Yokluğunda herşey garipsenebilecek bi hızla değişti. Ben hariç… Artık daha emin ve sağlam adımlar atıyor olmam lazımdı… Ama ben hâlâ düştüğü zaman birinin kaldırmasına ihtiyaç duyan o küçük ve zavallı kızım. Böyle olduğum için kendime kızmıyorum… Sadece hâlâ içimdeki seni bitiremediğim için kızgınım… Aslında pekte bir şey kalmadı senden geriye… Yalnızca çok özlüyorum. Tahmin bile edemeyeceğin kadar çok. Bazen birine bir şey anlatma ihtiyacı hissediyorum ama anlatabilecek birini bulamıyorum bir türlü… Kimse senin gibi bir dinleyici olamıyor ne yazık ki. Keşke bu kadar kusursuz olmasaydın diyorum sonra kendi kendime. Keşke hayatıma hiç girmeseydin.

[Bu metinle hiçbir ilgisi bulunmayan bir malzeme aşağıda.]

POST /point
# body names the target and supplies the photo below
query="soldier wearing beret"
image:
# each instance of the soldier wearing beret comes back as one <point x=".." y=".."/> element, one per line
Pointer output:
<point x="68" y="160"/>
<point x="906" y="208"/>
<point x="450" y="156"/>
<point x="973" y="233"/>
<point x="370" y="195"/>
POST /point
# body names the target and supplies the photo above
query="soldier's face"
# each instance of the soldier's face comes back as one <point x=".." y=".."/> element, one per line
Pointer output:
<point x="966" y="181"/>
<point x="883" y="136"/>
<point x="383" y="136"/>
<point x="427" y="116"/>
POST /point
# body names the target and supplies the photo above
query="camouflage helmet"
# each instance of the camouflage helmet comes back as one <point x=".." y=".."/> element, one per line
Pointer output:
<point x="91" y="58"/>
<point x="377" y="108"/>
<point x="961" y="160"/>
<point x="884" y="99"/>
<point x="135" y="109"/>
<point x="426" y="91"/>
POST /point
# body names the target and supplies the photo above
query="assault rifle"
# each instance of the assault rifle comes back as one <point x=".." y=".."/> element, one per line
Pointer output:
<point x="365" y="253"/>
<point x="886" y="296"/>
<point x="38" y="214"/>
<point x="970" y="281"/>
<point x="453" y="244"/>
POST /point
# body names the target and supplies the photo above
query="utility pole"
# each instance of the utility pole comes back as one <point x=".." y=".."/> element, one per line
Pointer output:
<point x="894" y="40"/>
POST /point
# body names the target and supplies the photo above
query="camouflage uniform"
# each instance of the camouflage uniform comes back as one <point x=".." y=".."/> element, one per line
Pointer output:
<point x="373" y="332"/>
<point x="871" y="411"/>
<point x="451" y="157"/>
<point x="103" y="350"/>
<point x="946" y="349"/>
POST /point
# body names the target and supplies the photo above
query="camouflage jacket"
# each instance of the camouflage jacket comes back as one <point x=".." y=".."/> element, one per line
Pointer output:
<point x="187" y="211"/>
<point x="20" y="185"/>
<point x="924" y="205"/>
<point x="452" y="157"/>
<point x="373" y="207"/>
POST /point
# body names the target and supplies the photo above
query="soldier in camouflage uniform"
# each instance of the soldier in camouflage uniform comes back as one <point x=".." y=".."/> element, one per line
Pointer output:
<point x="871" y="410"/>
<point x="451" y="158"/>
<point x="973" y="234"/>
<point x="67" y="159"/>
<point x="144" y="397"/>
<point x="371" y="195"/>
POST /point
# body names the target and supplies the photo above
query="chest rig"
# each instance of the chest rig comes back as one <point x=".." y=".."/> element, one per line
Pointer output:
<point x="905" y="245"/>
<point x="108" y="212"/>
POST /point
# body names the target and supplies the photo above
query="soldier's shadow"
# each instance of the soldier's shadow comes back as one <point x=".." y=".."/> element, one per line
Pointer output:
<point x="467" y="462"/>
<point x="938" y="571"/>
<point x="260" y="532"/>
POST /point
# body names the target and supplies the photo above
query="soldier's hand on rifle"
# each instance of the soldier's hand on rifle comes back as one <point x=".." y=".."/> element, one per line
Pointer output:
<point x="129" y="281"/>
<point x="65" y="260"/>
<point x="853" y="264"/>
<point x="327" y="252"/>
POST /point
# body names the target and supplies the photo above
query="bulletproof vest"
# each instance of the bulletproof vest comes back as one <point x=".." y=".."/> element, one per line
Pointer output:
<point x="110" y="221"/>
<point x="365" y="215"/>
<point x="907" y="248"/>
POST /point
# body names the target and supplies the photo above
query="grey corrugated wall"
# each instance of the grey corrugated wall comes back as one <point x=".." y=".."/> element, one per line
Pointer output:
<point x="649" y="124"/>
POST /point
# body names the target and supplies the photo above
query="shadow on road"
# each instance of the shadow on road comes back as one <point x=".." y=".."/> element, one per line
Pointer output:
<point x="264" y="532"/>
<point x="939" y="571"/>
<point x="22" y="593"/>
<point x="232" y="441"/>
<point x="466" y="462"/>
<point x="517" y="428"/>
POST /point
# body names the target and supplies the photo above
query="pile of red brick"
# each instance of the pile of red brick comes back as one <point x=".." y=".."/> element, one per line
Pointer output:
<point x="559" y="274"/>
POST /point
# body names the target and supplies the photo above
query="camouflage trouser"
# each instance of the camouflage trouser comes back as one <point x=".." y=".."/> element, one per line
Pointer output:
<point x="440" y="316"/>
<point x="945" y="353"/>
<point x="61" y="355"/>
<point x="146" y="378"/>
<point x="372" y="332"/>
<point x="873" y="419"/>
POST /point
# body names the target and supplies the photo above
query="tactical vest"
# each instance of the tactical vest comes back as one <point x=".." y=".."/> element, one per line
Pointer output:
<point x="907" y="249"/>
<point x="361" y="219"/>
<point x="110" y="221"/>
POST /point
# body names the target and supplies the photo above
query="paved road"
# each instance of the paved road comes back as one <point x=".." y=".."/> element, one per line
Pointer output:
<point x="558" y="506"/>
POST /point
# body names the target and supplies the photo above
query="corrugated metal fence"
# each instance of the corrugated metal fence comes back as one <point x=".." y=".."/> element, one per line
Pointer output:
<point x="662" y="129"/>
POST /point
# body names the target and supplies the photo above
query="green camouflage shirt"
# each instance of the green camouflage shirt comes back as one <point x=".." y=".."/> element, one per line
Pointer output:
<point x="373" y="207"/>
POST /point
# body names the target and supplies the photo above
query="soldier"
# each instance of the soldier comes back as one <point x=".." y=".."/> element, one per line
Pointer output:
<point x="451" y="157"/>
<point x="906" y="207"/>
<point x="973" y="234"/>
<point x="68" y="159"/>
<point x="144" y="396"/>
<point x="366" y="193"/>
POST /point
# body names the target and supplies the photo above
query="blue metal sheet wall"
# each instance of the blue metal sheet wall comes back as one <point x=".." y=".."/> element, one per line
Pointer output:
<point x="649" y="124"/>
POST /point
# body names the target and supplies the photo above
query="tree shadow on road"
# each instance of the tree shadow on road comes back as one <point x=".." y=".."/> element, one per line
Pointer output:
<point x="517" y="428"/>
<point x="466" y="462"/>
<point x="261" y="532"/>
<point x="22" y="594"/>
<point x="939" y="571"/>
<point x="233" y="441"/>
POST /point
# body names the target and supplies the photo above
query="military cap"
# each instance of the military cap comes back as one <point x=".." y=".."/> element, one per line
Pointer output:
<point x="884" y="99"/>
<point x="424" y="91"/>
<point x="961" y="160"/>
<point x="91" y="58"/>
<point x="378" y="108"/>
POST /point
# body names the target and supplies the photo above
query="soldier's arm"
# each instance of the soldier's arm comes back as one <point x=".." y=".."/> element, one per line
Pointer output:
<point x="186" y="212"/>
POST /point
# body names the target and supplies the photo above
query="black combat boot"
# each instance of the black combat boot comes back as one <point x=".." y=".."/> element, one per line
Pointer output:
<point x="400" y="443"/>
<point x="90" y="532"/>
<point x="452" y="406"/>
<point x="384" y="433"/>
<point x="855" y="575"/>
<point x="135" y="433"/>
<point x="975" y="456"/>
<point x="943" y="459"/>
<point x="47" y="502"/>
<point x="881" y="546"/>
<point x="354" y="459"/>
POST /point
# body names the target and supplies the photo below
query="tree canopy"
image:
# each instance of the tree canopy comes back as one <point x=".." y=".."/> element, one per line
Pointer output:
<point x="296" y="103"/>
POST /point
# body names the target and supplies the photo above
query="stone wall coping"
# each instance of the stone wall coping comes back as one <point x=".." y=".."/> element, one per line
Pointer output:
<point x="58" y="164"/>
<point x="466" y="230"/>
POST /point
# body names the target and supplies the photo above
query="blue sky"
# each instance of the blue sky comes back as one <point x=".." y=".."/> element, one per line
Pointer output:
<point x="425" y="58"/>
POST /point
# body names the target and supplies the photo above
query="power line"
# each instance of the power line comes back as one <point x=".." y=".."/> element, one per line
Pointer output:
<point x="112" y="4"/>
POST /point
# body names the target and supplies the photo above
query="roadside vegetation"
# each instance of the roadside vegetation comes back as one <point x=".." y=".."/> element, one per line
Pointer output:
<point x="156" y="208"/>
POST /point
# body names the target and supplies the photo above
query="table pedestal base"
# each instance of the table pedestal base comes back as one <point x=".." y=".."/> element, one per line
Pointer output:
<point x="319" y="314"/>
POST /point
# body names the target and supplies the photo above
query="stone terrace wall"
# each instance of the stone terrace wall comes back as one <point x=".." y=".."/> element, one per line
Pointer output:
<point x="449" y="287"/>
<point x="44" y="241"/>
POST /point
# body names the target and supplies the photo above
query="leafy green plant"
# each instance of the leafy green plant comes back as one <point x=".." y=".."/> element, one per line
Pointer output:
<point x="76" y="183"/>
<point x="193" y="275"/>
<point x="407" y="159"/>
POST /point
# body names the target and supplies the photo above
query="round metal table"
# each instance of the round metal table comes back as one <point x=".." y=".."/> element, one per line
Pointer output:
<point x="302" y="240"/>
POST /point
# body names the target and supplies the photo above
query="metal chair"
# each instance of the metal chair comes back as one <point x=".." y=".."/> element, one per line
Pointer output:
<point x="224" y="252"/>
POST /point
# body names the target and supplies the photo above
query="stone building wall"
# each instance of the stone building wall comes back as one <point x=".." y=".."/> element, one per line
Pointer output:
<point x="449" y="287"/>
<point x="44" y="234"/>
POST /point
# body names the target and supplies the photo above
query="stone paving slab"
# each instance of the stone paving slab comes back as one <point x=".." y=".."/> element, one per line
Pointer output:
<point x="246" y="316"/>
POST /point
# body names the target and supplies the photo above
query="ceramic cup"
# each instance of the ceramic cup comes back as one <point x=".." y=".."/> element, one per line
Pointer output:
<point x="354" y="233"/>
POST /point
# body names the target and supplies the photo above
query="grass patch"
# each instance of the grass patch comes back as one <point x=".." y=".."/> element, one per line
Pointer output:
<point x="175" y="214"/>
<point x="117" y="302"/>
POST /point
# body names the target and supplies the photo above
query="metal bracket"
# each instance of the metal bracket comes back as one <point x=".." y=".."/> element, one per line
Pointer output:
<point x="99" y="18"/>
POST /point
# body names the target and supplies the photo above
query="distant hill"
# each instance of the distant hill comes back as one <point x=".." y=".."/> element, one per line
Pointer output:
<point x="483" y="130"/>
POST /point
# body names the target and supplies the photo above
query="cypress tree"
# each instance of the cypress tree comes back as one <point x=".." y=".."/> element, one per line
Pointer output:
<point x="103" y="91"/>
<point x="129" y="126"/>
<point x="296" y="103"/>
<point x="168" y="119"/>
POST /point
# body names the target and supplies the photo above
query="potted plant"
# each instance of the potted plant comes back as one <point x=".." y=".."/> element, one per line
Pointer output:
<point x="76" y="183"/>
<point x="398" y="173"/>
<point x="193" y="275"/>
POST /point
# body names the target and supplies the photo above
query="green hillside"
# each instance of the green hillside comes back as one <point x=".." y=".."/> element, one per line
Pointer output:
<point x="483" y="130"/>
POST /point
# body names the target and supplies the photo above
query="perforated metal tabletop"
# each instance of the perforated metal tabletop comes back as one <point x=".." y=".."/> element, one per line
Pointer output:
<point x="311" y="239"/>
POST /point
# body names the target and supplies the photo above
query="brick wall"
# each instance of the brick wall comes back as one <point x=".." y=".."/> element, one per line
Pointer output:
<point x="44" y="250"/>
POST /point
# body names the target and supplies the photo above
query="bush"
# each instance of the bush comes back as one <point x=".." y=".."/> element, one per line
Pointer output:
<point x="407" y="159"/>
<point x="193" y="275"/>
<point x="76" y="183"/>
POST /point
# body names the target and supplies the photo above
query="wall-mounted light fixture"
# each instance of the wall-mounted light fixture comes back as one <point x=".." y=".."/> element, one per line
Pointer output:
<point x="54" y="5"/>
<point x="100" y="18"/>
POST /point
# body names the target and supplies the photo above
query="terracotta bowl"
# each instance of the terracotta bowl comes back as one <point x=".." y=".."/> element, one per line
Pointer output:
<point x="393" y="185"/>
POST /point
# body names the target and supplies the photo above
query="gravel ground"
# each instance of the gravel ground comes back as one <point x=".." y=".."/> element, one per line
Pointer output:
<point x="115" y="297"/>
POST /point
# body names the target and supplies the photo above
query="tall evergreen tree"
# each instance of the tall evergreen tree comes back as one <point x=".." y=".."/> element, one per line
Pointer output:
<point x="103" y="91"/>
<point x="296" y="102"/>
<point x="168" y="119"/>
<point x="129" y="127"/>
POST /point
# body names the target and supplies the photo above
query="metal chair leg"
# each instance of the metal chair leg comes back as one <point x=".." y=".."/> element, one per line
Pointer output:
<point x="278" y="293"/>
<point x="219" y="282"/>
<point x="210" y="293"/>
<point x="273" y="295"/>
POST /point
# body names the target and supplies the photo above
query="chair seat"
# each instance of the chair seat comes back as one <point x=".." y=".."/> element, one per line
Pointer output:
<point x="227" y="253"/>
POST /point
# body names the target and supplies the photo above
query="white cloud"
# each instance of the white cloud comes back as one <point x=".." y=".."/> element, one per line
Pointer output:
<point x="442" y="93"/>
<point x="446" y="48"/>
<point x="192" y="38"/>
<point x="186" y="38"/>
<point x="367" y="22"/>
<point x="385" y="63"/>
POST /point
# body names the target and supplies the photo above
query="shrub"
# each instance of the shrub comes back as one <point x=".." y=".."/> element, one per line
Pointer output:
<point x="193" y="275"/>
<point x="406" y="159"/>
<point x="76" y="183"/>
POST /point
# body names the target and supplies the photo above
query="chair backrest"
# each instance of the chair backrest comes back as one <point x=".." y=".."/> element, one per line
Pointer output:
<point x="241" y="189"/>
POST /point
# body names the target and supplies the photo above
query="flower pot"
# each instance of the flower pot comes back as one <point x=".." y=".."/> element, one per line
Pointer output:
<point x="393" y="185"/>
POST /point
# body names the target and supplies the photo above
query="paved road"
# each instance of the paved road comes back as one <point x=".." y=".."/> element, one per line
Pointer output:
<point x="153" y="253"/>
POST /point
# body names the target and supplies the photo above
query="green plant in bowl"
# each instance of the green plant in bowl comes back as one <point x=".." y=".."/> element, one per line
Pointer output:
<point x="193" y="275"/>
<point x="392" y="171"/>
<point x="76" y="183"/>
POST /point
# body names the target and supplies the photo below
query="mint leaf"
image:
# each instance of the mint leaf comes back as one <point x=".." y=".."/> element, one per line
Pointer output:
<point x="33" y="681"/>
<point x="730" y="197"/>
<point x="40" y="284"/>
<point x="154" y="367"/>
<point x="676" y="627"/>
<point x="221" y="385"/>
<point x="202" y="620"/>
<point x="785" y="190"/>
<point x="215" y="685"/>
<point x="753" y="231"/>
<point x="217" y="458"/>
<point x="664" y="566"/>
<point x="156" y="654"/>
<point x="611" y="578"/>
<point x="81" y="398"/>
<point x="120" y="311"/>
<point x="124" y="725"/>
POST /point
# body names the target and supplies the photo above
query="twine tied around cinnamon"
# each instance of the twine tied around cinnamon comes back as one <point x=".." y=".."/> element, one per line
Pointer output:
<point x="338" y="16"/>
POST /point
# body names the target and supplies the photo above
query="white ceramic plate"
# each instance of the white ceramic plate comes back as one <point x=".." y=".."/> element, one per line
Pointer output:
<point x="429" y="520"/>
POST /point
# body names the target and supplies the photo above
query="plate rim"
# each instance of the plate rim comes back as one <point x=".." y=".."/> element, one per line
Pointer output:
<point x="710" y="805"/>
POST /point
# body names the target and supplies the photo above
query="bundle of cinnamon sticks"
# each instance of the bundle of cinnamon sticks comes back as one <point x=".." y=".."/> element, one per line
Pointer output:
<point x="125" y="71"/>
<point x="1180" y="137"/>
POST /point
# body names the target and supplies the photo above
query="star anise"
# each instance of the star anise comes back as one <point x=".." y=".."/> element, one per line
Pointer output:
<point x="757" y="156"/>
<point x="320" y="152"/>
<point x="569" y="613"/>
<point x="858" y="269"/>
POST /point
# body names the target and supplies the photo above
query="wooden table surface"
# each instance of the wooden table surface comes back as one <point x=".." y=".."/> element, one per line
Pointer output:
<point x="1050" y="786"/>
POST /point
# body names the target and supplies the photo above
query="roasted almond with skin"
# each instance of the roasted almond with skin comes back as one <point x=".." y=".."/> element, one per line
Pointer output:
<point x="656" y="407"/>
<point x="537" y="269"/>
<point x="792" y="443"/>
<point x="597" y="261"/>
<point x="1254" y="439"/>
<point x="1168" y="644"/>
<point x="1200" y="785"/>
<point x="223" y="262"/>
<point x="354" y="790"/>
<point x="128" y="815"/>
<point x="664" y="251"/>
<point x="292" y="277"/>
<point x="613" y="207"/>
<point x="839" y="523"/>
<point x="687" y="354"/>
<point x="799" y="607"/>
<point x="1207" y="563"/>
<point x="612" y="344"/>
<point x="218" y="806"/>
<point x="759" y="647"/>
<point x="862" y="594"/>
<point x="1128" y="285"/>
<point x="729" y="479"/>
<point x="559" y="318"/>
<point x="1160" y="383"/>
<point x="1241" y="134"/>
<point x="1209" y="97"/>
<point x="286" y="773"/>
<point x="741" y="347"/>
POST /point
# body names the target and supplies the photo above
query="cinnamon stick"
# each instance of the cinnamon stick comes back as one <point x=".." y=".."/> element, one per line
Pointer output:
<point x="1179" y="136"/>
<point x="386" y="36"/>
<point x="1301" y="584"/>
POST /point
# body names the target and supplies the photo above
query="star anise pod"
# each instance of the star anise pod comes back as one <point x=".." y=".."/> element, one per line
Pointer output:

...ya da hâlâ hayatımda olsaydın.

Çok kızgınım. Kime, bilmiyorum. Ama gerçek anlamda kızgınım. Belki sana, belki bana, belki de tanrıya… Sonra boşver diyorum kendime ve boşvermeyi başarıyorum da gerçekten. Yalnız, senden arda kalan bu boşluk var ya… İşte o bazen çok gözüme batıyor. Üstünü örtüyorum birşeylerle, çok çirkin görünüyor. Hiçbir şey o boşluğa senin kadar yakışmıyor. Ve zaten oraya koymaya çalıştıklarımın çoğu da yeterli olmuyor…

Çok şaşkınım da aynı zaman da. Hayatı boyunca kimseye değer verememiş olan ben, şimdi nasıl oluyor da bu kadar takılıyorum sana? Neden?! Diyorum ki kendi kendime; keşke bilebilseydim… Sonra boşver diyorum kendime ve boşvermeyi de başarıyorum gerçekten.

Çok yorgun hissediyorum. Çok yorgun ve aciz… Yapabileceğim hiçbir şey yok ama ben hâlâ ümitliyim nedense senden… Hayallere tutunmaktan yoruldum. Ve yapabileceğim hiçbir şey yok, acizim.

Her gün biraz daha çok özlüyorum. Biraz daha katlanılmaz oluyor yokluğun. Biraz daha fazla boşluğunu hissediyorum… Sonra boşver diyorum kendime ve boşvermeyi de başarıyorum gerçekten.